Clustering Your Customers Using Adobe Analytics Data Feeds and R

Follow @trevorwithdata

Theodore Levitt was a famous Harvard economist who is famous for his definition of corporate purpose, which he proposed was not merely making a profit, but instead creating and keeping customers. One of my favorite quotes comes from his book, The Marketing Imagination, in which Levitt says, “If you’re not thinking segments, you’re not thinking.” Nowadays, digital marketers have so many data points they’re collecting that it is quite difficult to answer simple questions like, “What types of people are visiting my site?” or “What makes these types of visitors unique, and how do I optimize my business around them?” Segmentation is at the heart of marketing, yet it has become one of the most difficult things to do effectively.
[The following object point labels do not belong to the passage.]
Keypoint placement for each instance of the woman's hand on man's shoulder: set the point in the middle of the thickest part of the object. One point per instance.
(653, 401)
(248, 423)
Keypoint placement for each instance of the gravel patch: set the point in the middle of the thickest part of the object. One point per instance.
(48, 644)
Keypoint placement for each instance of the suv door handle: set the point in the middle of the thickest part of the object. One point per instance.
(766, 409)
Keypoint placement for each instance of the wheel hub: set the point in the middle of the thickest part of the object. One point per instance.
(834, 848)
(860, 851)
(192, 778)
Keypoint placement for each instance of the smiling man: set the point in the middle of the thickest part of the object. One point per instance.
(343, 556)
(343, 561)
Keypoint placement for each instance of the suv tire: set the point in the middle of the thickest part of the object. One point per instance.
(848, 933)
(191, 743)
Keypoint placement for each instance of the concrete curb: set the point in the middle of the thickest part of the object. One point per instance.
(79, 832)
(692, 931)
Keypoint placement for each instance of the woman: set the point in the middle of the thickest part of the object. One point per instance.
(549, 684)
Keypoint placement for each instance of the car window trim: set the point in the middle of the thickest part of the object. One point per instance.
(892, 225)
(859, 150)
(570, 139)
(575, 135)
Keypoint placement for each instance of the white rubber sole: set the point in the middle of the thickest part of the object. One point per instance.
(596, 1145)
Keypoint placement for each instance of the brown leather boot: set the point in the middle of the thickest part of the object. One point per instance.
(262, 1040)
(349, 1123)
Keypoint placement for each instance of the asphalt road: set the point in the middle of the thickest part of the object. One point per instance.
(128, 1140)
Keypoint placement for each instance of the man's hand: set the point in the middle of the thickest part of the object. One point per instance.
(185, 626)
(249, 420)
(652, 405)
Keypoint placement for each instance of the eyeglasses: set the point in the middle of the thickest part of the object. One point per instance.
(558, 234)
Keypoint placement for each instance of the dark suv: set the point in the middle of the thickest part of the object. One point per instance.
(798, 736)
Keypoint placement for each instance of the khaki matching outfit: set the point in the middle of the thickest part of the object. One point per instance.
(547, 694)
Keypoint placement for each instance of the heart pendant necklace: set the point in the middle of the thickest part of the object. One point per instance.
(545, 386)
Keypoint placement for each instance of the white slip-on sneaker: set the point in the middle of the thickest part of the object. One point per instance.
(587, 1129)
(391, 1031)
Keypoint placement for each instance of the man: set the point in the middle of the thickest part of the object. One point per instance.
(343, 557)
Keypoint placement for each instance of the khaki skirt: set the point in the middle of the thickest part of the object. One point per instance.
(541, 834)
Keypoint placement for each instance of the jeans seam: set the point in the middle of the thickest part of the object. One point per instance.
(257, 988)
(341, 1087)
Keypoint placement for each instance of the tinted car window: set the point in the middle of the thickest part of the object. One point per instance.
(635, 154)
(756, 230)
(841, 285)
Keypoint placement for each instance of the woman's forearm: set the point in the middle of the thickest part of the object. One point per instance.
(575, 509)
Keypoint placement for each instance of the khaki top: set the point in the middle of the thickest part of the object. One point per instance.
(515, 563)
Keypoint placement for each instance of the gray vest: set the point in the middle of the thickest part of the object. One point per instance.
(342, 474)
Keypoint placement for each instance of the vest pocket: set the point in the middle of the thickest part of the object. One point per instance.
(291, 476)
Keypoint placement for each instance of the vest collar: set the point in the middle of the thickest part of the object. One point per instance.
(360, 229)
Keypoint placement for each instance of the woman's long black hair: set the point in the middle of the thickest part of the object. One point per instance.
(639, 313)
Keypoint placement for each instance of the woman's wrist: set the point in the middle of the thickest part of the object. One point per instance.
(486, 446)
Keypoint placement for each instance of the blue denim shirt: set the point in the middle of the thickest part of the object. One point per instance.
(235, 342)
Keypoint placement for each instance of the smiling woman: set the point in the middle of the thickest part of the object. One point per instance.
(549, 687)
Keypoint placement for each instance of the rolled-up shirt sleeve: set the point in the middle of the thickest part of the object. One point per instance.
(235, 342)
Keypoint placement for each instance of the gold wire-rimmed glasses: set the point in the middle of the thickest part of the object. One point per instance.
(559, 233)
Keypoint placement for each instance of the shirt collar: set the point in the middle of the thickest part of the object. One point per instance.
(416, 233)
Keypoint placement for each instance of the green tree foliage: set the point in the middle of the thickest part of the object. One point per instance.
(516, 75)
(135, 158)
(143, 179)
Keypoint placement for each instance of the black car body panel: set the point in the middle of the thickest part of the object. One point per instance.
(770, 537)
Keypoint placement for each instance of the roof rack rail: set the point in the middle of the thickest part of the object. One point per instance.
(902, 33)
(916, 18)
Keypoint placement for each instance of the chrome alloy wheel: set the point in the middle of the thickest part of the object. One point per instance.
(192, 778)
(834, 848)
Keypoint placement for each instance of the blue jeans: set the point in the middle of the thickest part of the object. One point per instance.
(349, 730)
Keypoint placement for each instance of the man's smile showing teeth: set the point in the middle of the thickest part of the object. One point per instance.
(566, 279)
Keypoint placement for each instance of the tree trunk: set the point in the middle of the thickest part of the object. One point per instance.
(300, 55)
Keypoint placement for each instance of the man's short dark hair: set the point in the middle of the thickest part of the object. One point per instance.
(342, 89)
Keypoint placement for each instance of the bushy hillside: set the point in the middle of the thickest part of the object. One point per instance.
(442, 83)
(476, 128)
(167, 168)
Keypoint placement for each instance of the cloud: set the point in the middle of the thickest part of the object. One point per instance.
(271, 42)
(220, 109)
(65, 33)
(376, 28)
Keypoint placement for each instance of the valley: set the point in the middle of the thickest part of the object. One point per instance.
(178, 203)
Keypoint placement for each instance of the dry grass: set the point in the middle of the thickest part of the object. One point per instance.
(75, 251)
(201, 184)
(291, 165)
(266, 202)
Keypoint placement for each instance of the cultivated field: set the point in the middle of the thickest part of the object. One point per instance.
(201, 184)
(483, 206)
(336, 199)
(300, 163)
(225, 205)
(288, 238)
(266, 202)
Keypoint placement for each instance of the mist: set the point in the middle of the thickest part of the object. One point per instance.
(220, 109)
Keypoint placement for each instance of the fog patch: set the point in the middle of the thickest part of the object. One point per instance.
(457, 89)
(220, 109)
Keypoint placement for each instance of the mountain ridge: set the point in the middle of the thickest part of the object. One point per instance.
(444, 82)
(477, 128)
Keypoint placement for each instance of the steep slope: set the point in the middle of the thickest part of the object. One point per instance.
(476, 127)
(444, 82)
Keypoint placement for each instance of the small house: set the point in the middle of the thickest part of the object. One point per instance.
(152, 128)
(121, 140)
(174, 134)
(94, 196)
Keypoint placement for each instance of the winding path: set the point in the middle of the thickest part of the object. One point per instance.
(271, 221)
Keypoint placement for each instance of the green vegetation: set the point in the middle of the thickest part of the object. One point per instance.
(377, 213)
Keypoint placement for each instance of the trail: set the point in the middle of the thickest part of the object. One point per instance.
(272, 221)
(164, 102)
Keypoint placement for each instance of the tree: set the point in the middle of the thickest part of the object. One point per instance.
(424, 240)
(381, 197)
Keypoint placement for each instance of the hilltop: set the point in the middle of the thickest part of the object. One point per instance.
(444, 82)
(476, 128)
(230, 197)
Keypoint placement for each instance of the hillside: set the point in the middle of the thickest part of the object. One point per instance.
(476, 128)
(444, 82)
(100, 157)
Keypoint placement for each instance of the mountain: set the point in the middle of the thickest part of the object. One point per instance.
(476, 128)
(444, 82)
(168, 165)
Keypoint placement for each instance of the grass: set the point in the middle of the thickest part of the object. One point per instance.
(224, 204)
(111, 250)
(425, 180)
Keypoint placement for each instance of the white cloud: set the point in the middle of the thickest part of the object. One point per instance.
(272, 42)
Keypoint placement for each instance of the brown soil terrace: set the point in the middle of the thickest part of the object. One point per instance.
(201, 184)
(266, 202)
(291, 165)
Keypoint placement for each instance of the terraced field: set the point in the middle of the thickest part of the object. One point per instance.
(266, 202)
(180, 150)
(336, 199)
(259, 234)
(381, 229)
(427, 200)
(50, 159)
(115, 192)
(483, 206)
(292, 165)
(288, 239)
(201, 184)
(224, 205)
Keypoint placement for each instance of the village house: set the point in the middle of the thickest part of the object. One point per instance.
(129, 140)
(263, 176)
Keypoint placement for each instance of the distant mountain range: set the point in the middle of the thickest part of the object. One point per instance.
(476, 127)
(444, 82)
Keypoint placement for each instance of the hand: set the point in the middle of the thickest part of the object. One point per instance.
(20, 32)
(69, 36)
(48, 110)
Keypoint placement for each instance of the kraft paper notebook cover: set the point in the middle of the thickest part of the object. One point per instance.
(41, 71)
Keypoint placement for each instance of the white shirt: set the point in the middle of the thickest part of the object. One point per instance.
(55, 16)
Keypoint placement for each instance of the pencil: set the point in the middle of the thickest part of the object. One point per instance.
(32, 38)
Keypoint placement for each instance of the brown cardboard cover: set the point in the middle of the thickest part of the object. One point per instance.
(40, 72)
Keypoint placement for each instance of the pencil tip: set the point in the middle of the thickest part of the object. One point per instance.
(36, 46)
Luckily, machine learning techniques can help us overcome these obstacles. In this post, I’m going to walk you through how to use Adobe Analytics Data Feeds with R to cluster your customers and find the most meaningful segments for marketing. To start, you’ll want to review my post on how to create visitor level aggregations using Data Feeds and R. If you’re wondering which variables or metrics to include in your visitor rollup, I usually error on the side of including anything that is 1) important to my business and 2) potentially differentiating for my customer base.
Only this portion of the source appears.